DEMAK || Portaljatengnews.com – Pemerintah Kabupaten Demak menyampaikan tanggapan resmi atas pandangan umum seluruh fraksi DPRD terhadap Rancangan Peraturan Daerah (Raperda) tentang Pertanggungjawaban Pelaksanaan Anggaran Pendapatan dan Belanja Daerah (APBD) Tahun Anggaran 2025. Penyampaian ini dilakukan dalam Rapat Paripurna ke-20 Masa Sidang II Tahun 2026, yang berlangsung di Ruang Paripurna DPRD Kabupaten Demak, Senin (13/7/2026).
Rapat dipimpin langsung oleh Ketua DPRD Kabupaten Demak, Zayinul Fata, dan dihadiri Bupati Demak Eisti’anah, Wakil Bupati Muhammad Badruddin, jajaran Forum Koordinasi Pimpinan Daerah (Forkopimda), serta seluruh anggota dewan.
Dalam kesempatan tersebut, Bupati Eisti’anah menanggapi sejumlah pandangan, saran, dan pertanyaan yang disampaikan oleh enam fraksi, yaitu Fraksi Partai Demokrasi Pembangunan Sejahtera, Fraksi NasDem, Fraksi Gerindra, Fraksi Golkar, Fraksi PDI Perjuangan, serta Fraksi PKB.
Menjawab pertanyaan Fraksi PDI Perjuangan terkait besaran Sisa Lebih Perhitungan Anggaran (SiLPA) tahun 2025, Bupati menjelaskan angka tersebut lahir dari pelampauan target pendapatan daerah sekaligus efisiensi belanja yang dilakukan pemerintah.
Ia juga sepakat dengan usulan agar dilakukan penelaahan mendalam terhadap sejumlah pos pendapatan yang belum mencapai target. Sebagian dana transfer yang tidak terserap optimal, diakui Bupati, terjadi akibat perubahan kebijakan pemerintah pusat yang berada di luar kewenangan pemerintah daerah.
Terkait upaya Tambahan Insentif Fiskal, Pemkab Demak berkomitmen terus meningkatkan kinerja di berbagai indikator penilaian pusat, agar daerah berhak mendapatkan alokasi insentif yang lebih maksimal.

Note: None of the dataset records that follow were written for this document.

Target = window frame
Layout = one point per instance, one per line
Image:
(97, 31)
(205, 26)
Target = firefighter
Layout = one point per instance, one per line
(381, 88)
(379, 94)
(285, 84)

Sementara itu, sisa anggaran belanja barang dan jasa yang belum terserap diakui sebagai hasil efisiensi pengelolaan keuangan. Rincian penggunaan sisa dana tersebut telah tercantum dalam lampiran Raperda maupun rancangan Peraturan Bupati tentang Penjabaran Pertanggungjawaban APBD 2026.
Mengenai pengelolaan kas daerah, dana yang belum digunakan ditempatkan dalam bentuk deposito, sedangkan dana untuk kebutuhan operasional dan likuiditas dikelola melalui rekening giro.
Terkait tingginya piutang daerah, Pemkab Demak juga telah menyiapkan langkah penagihan bertahap, mulai dari verifikasi data, pembentukan tim khusus, hingga penghapusan piutang sesuai ketentuan hukum yang berlaku.